Gaspard LaNuit, LO 66, Sur la même Longueur d'Ondes numéro 66 - Photo : Marylène Eytier

Rien ne s’oppose (plus) à LaNuit

Il a vu le jour en 1997. Depuis, Gaspard LaNuit s’était essayé à bien des couleurs musicales. Avec “La trêve”, son quatrième album, nucléaire, apaisé et électrique, il se révèle enfin. Une promesse de l’aube, petite cousine d'”Hypernuit”.

La perte est un gain. Ainsi, suffit-il d’égarer un calepin patiemment rempli de notes, de bribes d’idées, d’ébauches de chansons pour qu’une révolution s’opère. “Je voulais sortir un album dans la foulée de “Comme un chien” (2009)”, se souvient Marc Chonier, visage diurne de Gaspard LaNuit. “Je suis parti une semaine à Bruxelles pour m’isoler et écrire. J’avais bien bossé ; j’avais pratiquement bouclé un album complet. En revenant à Paris, je me suis dit qu’il fallait laisser le tout reposer quelques semaines. J’ai rangé mon carnet de notes. Et quand j’ai voulu m’y réatteler, impossible de remettre la main dessus ! Je n’avais bien sûr rien sauvegardé sur ordinateur. Je me suis retrouvé à poil, sans rien. Je ne me voyais pas essayer de me souvenir de la moindre virgule, de reconstruire ce que j’avais fait. Je suis donc reparti à zéro, dans une tout autre énergie.” Page tournée, première rupture. Autre changement : la séparation à l’amiable, après huit ans, avec le réalisateur et musicien Fred Pallem qui avait présidé à la naissance de deux albums. “En 2010, on m’a en fait proposé une tournée de quinze dates, mais elle devait se faire en formation réduite. Avec Boris Boublil et Guillaume Magne, nous sommes partis sur les routes. De fil en aiguille, on a tourné pendant deux ans. On a dû se prendre en mains. Je me suis mis à la guitare et à la basse, on a tenté de pallier l’absence d’un batteur. Bref, on a innové. On s’est surtout rendu compte que l’on avait une communauté de son et d’esprit assez rare, et que l’on était capable d’accoucher nos propres envies musicales.” C’est donc à six mains qu’ils tissent, entre déflagrations saturées et nuées rock, entre charge poétique et obsessions instrumentales, “La trêve”, titre suggéré par Wladimir Anselme et extrait de la neuvième chanson, “La mue”, CQFD.

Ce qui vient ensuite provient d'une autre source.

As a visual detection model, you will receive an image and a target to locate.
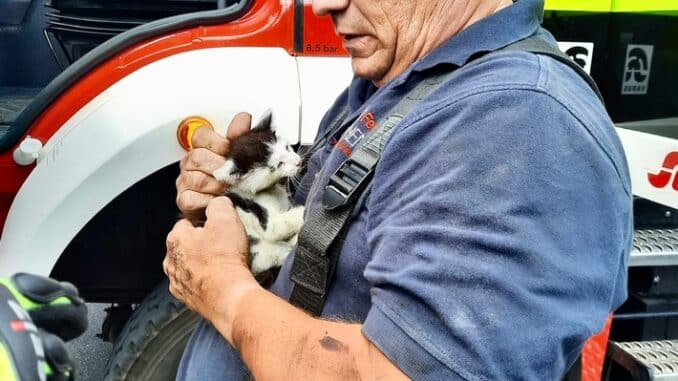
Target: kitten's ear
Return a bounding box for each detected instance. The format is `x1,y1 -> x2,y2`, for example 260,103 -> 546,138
252,108 -> 275,131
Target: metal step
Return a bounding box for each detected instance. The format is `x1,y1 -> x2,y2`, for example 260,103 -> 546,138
609,340 -> 678,381
629,229 -> 678,267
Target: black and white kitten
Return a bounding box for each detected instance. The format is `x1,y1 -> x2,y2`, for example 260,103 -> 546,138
194,111 -> 304,275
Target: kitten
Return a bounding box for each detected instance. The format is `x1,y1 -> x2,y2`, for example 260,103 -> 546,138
184,110 -> 304,283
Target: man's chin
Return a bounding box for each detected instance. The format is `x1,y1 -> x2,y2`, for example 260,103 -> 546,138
351,57 -> 386,84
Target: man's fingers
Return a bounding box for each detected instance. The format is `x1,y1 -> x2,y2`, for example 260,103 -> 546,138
226,112 -> 252,140
191,127 -> 228,156
179,148 -> 226,175
176,171 -> 226,196
177,189 -> 214,213
205,197 -> 236,227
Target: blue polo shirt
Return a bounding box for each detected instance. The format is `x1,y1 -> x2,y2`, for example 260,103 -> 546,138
179,0 -> 632,381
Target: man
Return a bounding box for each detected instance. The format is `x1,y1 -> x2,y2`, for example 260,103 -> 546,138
164,0 -> 632,380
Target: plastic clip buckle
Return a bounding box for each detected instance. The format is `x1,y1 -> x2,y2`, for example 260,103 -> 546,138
322,159 -> 372,210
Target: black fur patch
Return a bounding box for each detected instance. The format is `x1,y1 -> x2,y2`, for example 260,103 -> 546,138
228,123 -> 276,174
226,192 -> 268,230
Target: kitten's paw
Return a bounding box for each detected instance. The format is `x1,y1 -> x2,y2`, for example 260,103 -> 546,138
264,206 -> 304,241
218,159 -> 242,185
250,241 -> 291,275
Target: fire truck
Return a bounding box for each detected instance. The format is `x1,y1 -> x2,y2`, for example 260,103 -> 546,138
0,0 -> 678,380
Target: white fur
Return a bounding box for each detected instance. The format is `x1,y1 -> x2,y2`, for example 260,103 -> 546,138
212,159 -> 243,185
233,185 -> 304,274
214,110 -> 304,274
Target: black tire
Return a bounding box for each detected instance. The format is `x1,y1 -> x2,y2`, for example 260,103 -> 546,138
104,281 -> 199,381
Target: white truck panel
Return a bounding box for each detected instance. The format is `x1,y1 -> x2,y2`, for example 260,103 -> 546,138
297,57 -> 353,144
0,48 -> 300,276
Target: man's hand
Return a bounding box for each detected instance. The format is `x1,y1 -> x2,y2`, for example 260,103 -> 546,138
176,113 -> 252,214
163,197 -> 261,340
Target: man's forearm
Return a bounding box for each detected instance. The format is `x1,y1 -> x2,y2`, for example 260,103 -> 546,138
213,289 -> 406,380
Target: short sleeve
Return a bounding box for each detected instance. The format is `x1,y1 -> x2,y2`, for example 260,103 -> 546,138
363,89 -> 631,380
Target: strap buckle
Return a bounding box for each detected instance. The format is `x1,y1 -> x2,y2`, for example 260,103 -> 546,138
322,158 -> 374,210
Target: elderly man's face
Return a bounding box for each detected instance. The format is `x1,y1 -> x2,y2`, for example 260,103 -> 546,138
313,0 -> 417,86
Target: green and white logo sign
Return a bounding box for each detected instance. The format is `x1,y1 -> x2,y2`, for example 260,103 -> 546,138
622,45 -> 654,95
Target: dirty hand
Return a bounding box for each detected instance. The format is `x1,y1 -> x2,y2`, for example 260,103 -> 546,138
176,113 -> 252,214
163,197 -> 260,340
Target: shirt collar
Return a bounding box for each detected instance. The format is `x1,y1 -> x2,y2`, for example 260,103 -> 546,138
392,0 -> 544,86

“”Comme un chien” puisait son inspiration dans le cinéma”, poursuit Marc Chonier. “Il suffit de regarder les titres des chansons : “Johnny Depp”, “La rivière sans retour”, “Le Nord (par le Nord-Ouest)” est une évocation de “La mort aux trousses” d’Alfred Hitchcock ; c’est en vérité la traduction du titre original du film. Pour “La trêve”, la recherche de mots nouveaux, d’une langue nouvelle m’a clairement guidé dans l’écriture et la composition. Il fallait que j’élargisse l’horizon. J’ai écouté mes collègues chanteurs, les mots qu’ils choisissaient et la manière dont ils les agençaient. J’ai parcouru les pages du dictionnaire. Mais, surtout, je me suis aperçu a posteriori que la littérature avait imprégné mes chansons : “Le Fossé” m’a été inspiré par “La route de Flandres” de Claude Simon, “De ce pas” par Jean Echenoz et “La récolte” par “Les raisins de la colère” de Steinbeck.”

S’ajoute à la liste des évolutions, une voix à la fois plus douce et plus ferme, car plus sereine. Si bien qu’à l’écoute de ce quatrième album, le goût de la nouveauté, voire de la révélation, reste longuement en bouche. “Je ne crois pas que l’on puisse dire que “La Trêve” est le véritable premier album de Gaspard LaNuit. Mais, bien qu’il ait été conçu à trois, c’est assurément le plus personnel. C’est peut-être pour ça que j’arrive, pour la première fois, à réécouter les chansons dans leur intégralité avec plaisir, à être à nouveau ému.”